野分の南風
「その付喪神さんは病に罹っているふりをしているんすか?」
「はい」
「食べ物とか普通に食べられるんすかね?」
「はい」
「じゃあ、とりあえず、付喪神さんの心配はなしと考えていいんすね?」
「はい」
「わかったっす。ならもう一つ確認、ではなくて、決めておきましょう」
「はい」
「私が小屋に戻って、曇晴殿は城に戻るんすが、その間に咲和には圭に変装をしてもらうっす。秘密にししようとすればするほど、案外すぐにばれるっす。なので、ここにいる圭は今からあなたがどこぞの地で出会い、一目惚れをして身体が弱いのにここまで追っかけて来た少女、名前を、うーん。圭晶っす。長旅で病を悪化させてしまった圭晶を咲和が見つけた事にしましょう。曇晴殿の身内や日月国の者ではもし調べられた時に厄介っすから、曇晴殿も記憶がないくらいのどこぞの島の少女という事で。いいっすね」
「一目惚れ…はあ」
とんと縁がない単語を言われて、是と即座に受け入れられなかった曇晴。鈴の案には概ね反対するところはないのだが。
一目惚れ。甘酸っぱい響きであり、こんな事態でなければ訪れやしなかっただろう。嘘っぱちだけど。
「今はこの辺で。細かいとこは明日また詰めていきましょう。咲和に圭にしてほしい事はあるっすか?」
「ああと。とりあえず、この部屋の隅に三角に盛った塩と砂糖を対角線上に置いてほしいんです。

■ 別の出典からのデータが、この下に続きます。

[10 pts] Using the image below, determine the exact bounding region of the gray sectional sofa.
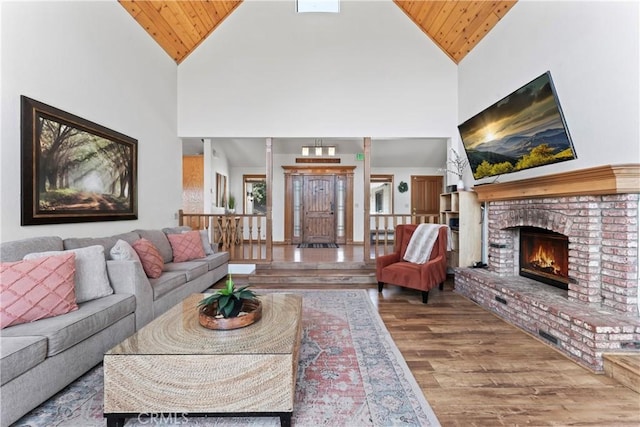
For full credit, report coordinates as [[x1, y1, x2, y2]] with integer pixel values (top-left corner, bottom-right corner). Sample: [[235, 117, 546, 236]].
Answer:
[[0, 228, 229, 427]]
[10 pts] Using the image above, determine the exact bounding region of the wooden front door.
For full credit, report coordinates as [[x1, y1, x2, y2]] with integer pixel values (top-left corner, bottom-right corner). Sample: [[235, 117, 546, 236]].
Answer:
[[182, 156, 204, 213], [411, 175, 442, 221], [302, 175, 336, 243]]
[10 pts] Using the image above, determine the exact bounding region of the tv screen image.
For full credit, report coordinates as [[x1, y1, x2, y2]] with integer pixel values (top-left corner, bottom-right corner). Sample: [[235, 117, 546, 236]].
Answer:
[[458, 71, 576, 179]]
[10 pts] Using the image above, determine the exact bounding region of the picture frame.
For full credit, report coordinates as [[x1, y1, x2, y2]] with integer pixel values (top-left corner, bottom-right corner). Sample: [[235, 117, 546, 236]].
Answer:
[[20, 95, 138, 225]]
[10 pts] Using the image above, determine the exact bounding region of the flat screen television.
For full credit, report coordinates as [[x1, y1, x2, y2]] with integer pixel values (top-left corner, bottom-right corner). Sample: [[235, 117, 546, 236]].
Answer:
[[458, 71, 576, 179]]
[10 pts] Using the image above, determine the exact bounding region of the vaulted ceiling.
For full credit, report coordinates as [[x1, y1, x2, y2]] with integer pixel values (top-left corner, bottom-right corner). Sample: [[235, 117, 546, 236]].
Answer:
[[118, 0, 517, 64]]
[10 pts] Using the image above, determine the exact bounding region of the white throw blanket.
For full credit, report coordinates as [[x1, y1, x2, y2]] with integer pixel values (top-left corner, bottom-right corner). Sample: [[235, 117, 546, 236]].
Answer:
[[403, 224, 442, 264]]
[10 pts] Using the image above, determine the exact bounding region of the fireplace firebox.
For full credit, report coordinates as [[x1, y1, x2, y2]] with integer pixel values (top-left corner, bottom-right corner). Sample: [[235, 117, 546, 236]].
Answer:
[[520, 227, 569, 290]]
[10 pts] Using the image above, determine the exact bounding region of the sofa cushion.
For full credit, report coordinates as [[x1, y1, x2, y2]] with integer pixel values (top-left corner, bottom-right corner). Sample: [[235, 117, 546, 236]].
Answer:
[[0, 236, 64, 262], [0, 253, 78, 328], [167, 231, 204, 262], [0, 336, 47, 385], [109, 239, 142, 262], [163, 261, 209, 281], [24, 245, 113, 303], [201, 252, 229, 271], [131, 238, 164, 279], [2, 294, 136, 357], [198, 230, 215, 255], [63, 231, 140, 259], [135, 230, 173, 262], [162, 225, 191, 234], [149, 271, 187, 301]]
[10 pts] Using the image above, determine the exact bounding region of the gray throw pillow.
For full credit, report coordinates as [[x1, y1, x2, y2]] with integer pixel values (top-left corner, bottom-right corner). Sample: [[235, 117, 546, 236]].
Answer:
[[109, 239, 140, 261], [24, 245, 113, 304]]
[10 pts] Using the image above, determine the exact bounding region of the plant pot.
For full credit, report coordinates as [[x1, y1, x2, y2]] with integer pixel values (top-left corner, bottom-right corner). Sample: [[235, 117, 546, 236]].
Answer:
[[198, 299, 262, 330]]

あとは、できるだけ、胃に優しく簡単に飲み干せる食べ物を時間を置いて少しずつでも食べさせて、特に果汁水は嫌がってでも、頑張って飲ませてほしい。今は、これだけで」
「わかったっすね。咲和」
「はい、お姉さま」
了解っすと告げた鈴は扉に向かって声を出した。どうやら扉の向こうに咲和が聞き耳を立てていたらしい。声は存外明確だったので、顔さえ見せなければ、順調に会話が取れるかもしれない。いや、単に相手が鈴だったからかもしれないが。
「あと大事な事が一つ」
鈴はぐっと曇晴との距離を縮めて、目を細めた。笑ってはいるが、威圧感が半端ない。
「圭が治るまでこの家から勝手に連れ出したらだめっすよ。もし、圭の姿が消えたら、曇晴殿を指名手配して、牢屋にぶち込むっす」
「いんや。しませんよ」
笑ってこの緊迫した空気を朗らかなものに変えるか。刹那過った考えを放り投げ、真剣にそう告げた。
確かに、状況がわからない以上、もしもの場合は、この家から圭を連れ出す事も行動の一つに加えようとは考えていた。誤魔化せる手段もあるし、万が一の場合は。
だが今はそうではないと判断している。
彼女がどのような立場でどのように動いているにせよ。
今は連れ出す気はない。
視線が交差して数秒。ならいいっすと鈴は身体を離して、圭に向かい合い、額にやわく手を添えて、小屋に戻るっすと告げては部屋から出て行った。
聞き耳を立てている咲和を除けば、とりあえずは、圭と曇晴の二人きり。
いいや。
曇晴は圭を見て、それから、彼女の傍らに佇む女性を見据えて、頭の中で問いかけた。